Cityscapes function best with depth: layers of structures and pathways for the eye. The Bay Area view from Grizzly Peak was one of the earliest cityscapes I experimented with photographing. In those early times, it was Berkeley and San Francisco in the distance that most interested me; after my sabbatical at Berkeley Lab, the winding roads where I rode the bus to work and the bright shapes of the Molecular Foundry and JCAP in the foreground hold my interest far more. I enjoy the way in which subsequent experiences can retroactively shift the meaning in an image.

Peak View

Sunset Drive to Grizzly Peak

Grizzly Peak’s superhuman view of the Bay Area seems so inaccessible; that we could drive there (albeit on steep, winding roads) is surreal. The alignment of mundane cars along the ridge seems like a different phase of matter from the glowing roads and epic accomplishments of civil engineering below. I suspect that those mundane cars will become a lot more interesting when I look back at this picture in 30 years.

Sunset Drive to Grizzly Peak

Farallones, Golden Gate, Alcatraz, Marina, University, Lab

Grizzly Peak’s high vantage point means that a plethora of Bay Area landmarks can be stacked together in one image: From the faintest shadow of the Farallon Islands beyond the bridge, to the Golden Gate, Alcatraz, the Berkeley Marina, the busy travelers on University Avenue, to the Joint Center of Artificial Photosynthesis atop a hill in Berkeley Lab.

Farallones, Golden Gate, Alcatraz, Marina, University, Lab

The Place and the View

During sabbatical, I posted a lot of views like the one below: A dramatic dusk view of Berkeley and San Francisco from Berkeley Lab’s Building 62, where I spent my days doing renewable energy research. Ending a productive day, I’d step out onto the balcony a 30-second walk down the hall from my office to find these views readily available (when the marine layer didn’t intervene).

The View from the Place

But to my memory, I’ve posted few shots of that balcony that was so integral to the sabbatical experience. Circling around to the adjacent Molecular Foundry, I took this image that (in the top left) shows that small balcony (with sun conveniently reflecting), as well as some of the lab infrastructure around in it. In the foreground is the liquid nitrogen storage tank for the foundry with its radiator covered in ice.

The Place for the View

Frozen Retreat

North Country temperatures abruptly rose from 20ºF to nearly 60ºF before suddenly dropping to -20ºF—all in under 36 hours. The result was rain that completely melted almost all snow, followed by freezing rain that deposited a layer of ice, followed by a new 12″ of snow to replace what came before.

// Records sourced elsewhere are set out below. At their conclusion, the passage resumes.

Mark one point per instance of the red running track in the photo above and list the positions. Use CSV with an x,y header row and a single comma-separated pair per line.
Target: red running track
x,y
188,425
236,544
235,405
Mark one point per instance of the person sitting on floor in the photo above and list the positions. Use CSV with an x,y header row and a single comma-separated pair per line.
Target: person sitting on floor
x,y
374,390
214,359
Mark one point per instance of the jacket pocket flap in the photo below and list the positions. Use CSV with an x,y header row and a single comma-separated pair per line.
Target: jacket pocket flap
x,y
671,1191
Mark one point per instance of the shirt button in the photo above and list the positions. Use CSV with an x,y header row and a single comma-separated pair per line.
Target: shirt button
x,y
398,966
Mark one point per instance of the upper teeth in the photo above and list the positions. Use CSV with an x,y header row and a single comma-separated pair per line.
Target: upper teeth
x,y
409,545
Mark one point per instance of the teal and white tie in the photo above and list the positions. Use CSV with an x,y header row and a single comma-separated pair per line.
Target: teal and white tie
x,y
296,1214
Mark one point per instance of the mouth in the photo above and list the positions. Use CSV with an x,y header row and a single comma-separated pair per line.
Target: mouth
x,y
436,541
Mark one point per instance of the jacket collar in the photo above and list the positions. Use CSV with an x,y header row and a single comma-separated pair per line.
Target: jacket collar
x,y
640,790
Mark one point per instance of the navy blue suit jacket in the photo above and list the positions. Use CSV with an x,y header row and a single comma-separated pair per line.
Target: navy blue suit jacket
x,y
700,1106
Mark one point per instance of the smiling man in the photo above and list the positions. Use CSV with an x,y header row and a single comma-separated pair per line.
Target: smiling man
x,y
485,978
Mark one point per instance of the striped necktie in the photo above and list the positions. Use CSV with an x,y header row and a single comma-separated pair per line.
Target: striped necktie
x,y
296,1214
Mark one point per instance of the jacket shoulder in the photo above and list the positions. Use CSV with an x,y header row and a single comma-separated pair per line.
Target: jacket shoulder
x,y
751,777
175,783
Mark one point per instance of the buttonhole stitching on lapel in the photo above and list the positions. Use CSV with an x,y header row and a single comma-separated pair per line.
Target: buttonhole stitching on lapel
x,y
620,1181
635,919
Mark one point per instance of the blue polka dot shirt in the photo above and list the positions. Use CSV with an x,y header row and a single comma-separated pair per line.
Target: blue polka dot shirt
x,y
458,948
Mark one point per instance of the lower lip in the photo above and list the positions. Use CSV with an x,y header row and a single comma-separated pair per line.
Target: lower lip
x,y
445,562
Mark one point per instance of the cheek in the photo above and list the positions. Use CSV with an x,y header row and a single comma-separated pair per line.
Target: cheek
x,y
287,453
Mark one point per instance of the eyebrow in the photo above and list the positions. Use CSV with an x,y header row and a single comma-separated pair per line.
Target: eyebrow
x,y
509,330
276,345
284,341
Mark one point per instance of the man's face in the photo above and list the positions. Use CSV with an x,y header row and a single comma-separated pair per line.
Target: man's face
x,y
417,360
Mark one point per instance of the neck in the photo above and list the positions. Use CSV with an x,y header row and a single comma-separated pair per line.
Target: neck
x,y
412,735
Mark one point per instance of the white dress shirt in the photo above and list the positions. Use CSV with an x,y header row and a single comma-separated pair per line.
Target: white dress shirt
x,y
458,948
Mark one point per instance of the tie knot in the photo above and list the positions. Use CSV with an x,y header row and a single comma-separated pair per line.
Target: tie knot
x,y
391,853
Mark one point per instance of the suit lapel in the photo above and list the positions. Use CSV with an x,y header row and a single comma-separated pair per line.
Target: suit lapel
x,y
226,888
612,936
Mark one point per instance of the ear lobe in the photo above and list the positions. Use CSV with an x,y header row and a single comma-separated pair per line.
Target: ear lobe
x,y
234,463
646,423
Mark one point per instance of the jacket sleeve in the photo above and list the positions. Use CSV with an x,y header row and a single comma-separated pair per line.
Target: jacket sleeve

In the midst of that chaos, I visited the Grasse River through the center of Canton to see it rising above its banks and jamming the shores with ice.

Frozen Retreat

Edge of the Orbital

The (distorted) ring of the Bay Area, with “impassable” hills along the edge and “empty” water in the middle, reminds me of the ring-shaped space stations of science fiction. The strangeness of the Bay only adds to the perception of visiting an alien planet.

Edge of the Orbital

Staging Area

Even in one of the most expensive real estate markets in the world, there has to be a place to store the equipment that makes everything run. In the foreground of this view from Berkeley Lab’s Building 62 are the shipping containers and assorted equipment used by the physical plant to keep the lab running. I’ve always found the contradiction—using very expensive land to store mundane objects—to be an engaging one. Of course, if all of the land were employed for its “valuable” use and the practical aspects were neglected, the result would be that the land would cease to be valuable.

Staging Area

This Is the Laser

The laboratories of physical scientists across the planet have pulsed laser systems like this one, and many look quite similar: a collection of squat boxes covering optics, electronics, and beampaths. Above or below the surface of the table are additional boxes of electronics driving the lasers and detectors. This particular system is special to me for two reasons: (1) most modern laser tables don’t have rad wood grain paneling, and (2) this was the instrument I used during my sabbatical at Berkeley Lab last spring. Lots of good data emerged from its photomultiplier tube.